I turned toward the crowd and wanted to scream. Everyone stared at me. Maysie’s eyes were wide, her mouth a perfect ‘o.’ Jaz stood off to the side, her arms crossed and a self-satisfied smirk on her face. Jordan looked concerned but annoyed as well.

And Damien, well, he was looking at me as though I had crushed all of his dreams.

Screw this.

I pushed through the press of people to get to the kitchen. I grabbed my stuff and left through the side door, ignoring the expected catcalls from Paco and Fed. I didn’t even bother giving them the finger, as I normally did.

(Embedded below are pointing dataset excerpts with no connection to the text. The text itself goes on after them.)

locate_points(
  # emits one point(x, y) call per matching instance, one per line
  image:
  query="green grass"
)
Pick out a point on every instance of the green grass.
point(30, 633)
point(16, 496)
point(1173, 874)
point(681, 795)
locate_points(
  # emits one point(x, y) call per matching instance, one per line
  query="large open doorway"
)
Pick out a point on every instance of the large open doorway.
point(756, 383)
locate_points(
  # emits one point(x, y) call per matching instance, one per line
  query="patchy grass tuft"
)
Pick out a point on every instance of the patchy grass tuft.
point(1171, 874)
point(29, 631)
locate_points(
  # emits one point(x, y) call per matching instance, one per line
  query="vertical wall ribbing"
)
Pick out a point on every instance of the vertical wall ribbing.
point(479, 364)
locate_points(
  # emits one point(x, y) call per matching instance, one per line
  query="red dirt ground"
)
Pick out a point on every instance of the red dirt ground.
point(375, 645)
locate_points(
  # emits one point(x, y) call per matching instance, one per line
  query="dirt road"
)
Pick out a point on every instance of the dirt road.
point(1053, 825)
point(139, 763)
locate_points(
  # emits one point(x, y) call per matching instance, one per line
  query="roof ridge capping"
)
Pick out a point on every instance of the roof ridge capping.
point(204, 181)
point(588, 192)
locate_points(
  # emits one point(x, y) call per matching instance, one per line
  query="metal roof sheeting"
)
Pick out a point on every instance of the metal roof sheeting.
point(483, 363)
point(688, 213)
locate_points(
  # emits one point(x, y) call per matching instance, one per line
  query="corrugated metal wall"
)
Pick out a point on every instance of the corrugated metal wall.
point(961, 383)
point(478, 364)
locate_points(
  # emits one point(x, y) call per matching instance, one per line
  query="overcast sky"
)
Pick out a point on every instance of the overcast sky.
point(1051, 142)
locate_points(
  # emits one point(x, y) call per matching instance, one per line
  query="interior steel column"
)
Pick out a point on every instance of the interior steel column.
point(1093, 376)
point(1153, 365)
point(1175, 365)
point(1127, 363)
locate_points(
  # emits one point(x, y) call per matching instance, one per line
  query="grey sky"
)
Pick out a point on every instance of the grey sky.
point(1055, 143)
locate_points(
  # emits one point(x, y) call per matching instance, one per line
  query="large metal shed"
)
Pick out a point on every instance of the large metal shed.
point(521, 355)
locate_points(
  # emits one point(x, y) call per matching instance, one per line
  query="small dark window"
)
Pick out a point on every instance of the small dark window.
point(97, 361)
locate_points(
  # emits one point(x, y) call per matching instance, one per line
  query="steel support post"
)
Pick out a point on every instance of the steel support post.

I felt like I had been run over by a bus. All I could think of was the look on Garrett’s face as I cut him down.

No. I had done the right thing. We didn’t belong together and pretending otherwise would only be prolonging the inevitable heartbreak. That was not the life I wanted for myself.

“Riley!” I rubbed at my temples, trying to stop the impending headache. I caught sight of Gracie hurrying toward me.

Gracie stopped as she reached my car, out of breath and looking at me strangely. “You’re leaving?” she asked and I gave her a funny look. I waved my hand toward my car.

“That would be why I’m holding my keys and standing in front of my car,” I answered, trying to keep a reign on the sarcasm.

Gracie looked at me uncomfortably. “You and Garret, huh?” she asked in a tiny voice and I wanted to shut my eyes in shame.

“I’m sorry, G. I know you like him…” I began but she held up her hand.

“Don’t, Riley. Seriously, just don’t. It’s not like I planned for him to be the father of my kids or anything.” Gracie’s mouth twisted and I knew that she was more hurt than she let on. How could I, in all of the Garrett mess, had forgotten that my good friend liked him? Where was my sense of loyalty?

What happened to the girl credo Chicks before dicks? I felt like a heel. A total and complete jackass.

“I know, but I shouldn’t have…you know. I wasn’t thinking. The first time I was drunk. And then he was there after Dad and it just sort of happened. I really am sorry,” I said quietly.

Gracie shook her head and her smile was as fake as her knockoff Coach purse. “You’re my friend, Riley. I’m not mad at you. You’re going through a rough time. I’m just disappointed you didn’t tell me yourself.”

I sighed, wishing I could say something to break through the unbearable tension between us. I was a shit. I had hurt Garrett and I had hurt my friend. And for what? A couple of rolls in the hay? No sex was worth that.

“I’m an ass,” I muttered. Gracie lifted her shoulders but didn’t say anything.